Mortimer’s Patch was a popular drama series following Detective Sergeant Doug Mortimer (Terence Cooper) at work in the town of Cobham. Mortimer plays a city cop returning to his rural roots; Don Selwyn is Sergeant Bob Storey. The series was NZ’s first police drama, and a rare local drama to top ratings. Mortimer's Patch was made when the archetype of the ‘community cop’ everyone knew was still a powerful one, and it was a counterweight to the faceless riot policing of the Springbok Tour.

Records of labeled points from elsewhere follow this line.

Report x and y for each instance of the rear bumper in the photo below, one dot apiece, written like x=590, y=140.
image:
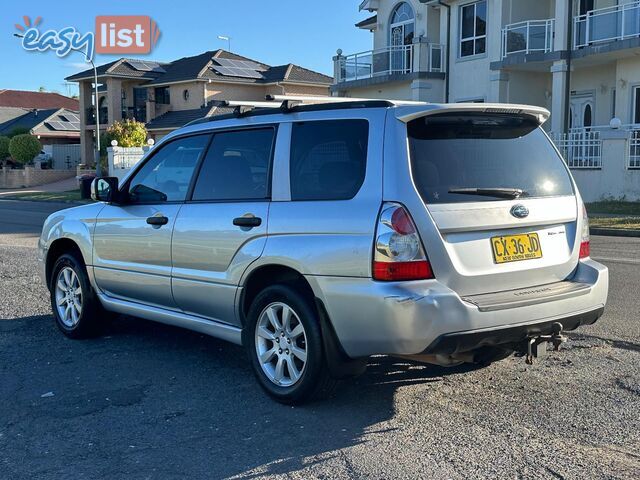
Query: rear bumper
x=510, y=335
x=409, y=318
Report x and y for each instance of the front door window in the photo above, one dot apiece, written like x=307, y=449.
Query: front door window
x=401, y=35
x=582, y=114
x=636, y=105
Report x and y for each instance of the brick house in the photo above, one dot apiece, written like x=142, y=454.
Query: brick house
x=166, y=96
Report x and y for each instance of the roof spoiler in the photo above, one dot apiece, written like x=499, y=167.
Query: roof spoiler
x=407, y=114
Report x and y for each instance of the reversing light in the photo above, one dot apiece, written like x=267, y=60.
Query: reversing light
x=399, y=254
x=585, y=248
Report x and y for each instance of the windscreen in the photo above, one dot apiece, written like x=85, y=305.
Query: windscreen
x=475, y=157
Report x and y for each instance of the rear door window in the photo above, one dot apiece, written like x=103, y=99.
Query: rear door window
x=328, y=159
x=236, y=166
x=166, y=176
x=465, y=151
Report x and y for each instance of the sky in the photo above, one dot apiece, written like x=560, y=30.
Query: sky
x=275, y=32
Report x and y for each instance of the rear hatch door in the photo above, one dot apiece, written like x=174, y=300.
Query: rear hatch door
x=500, y=197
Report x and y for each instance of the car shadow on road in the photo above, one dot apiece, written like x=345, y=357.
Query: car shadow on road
x=151, y=399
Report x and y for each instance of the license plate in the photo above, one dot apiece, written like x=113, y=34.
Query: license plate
x=515, y=248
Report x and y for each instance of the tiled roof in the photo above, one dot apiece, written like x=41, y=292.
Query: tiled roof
x=40, y=100
x=368, y=23
x=123, y=67
x=300, y=74
x=9, y=113
x=179, y=118
x=52, y=121
x=198, y=67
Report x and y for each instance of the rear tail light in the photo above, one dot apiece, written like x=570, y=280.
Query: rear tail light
x=585, y=250
x=398, y=251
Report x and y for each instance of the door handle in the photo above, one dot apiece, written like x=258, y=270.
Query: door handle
x=248, y=221
x=157, y=221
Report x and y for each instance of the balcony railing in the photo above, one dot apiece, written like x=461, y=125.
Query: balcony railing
x=91, y=116
x=581, y=147
x=135, y=113
x=607, y=24
x=528, y=37
x=634, y=148
x=391, y=60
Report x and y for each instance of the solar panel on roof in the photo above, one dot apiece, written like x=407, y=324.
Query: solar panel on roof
x=146, y=66
x=244, y=64
x=236, y=72
x=72, y=117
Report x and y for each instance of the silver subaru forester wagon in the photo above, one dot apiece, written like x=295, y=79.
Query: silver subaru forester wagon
x=318, y=235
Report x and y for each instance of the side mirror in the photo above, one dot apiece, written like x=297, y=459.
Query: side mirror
x=104, y=189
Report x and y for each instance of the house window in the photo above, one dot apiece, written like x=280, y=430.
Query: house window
x=162, y=95
x=473, y=29
x=402, y=27
x=636, y=105
x=401, y=32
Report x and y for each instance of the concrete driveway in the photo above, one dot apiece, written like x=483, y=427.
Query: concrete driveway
x=152, y=401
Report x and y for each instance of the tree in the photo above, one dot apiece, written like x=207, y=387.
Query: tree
x=23, y=148
x=4, y=148
x=128, y=133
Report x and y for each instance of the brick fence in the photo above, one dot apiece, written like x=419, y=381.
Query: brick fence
x=30, y=177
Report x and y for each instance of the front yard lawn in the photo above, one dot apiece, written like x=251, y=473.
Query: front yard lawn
x=623, y=223
x=614, y=207
x=70, y=196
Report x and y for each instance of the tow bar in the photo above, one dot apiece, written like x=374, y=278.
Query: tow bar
x=533, y=343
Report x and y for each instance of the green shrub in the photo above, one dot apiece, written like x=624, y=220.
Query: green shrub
x=23, y=148
x=128, y=133
x=4, y=148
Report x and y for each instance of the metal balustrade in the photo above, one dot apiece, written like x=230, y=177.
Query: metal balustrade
x=581, y=148
x=634, y=149
x=607, y=24
x=389, y=60
x=528, y=37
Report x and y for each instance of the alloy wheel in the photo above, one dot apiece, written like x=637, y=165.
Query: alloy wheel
x=68, y=297
x=281, y=344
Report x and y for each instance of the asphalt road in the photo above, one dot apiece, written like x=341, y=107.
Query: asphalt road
x=152, y=401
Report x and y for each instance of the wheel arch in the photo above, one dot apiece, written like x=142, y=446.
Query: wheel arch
x=58, y=248
x=339, y=363
x=271, y=274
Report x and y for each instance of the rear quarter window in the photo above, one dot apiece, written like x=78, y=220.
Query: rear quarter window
x=328, y=159
x=465, y=151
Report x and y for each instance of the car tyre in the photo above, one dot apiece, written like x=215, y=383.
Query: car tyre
x=283, y=339
x=76, y=309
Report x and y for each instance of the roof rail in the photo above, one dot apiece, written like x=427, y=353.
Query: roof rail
x=293, y=104
x=243, y=108
x=311, y=100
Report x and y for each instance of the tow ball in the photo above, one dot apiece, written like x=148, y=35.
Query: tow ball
x=533, y=344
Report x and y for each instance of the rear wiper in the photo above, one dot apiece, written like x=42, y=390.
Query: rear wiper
x=491, y=192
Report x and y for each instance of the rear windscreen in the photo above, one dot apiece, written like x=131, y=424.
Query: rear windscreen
x=465, y=151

Three series were made.
In the 1970s Yorkshire emigre Craig Harrison turned the odd couple tale of a Māori and a Yorkshireman into a novel, a radio play, and this popular sitcom. Joe (Stephen Gledhill) is the nervy, university-educated librarian; his flatmate is city-raised Koro (Rawiri Paratene, in one of his earliest lead roles) who works in a fish and chip shop. In this episode, Koro’s dodgy homemade wine helps inspire embarrassing scenes at a party of Joe’s friends. Among drunkard Pākehā, watch out for a paralytic Kevin J Wilson, and a rare pre-Pork Pie appearance by Claire Oberman.
This classic kids’ adventure tale follows a 13-year-old boy on a quest to find his father, missing amidst the 1860s Otago gold rush. When it launched in September 1976, the 13 part series was the most expensive local TV drama yet made. Under the reins of director Tom Parkinson, the series brandished unprecedented production values, and panned the Central Otago vistas for all their worth. Its huge local popularity was matched abroad (BBC screened it multiple times); it showed that NZ-made kids’ drama could be exported, and helped establish the new second television channel.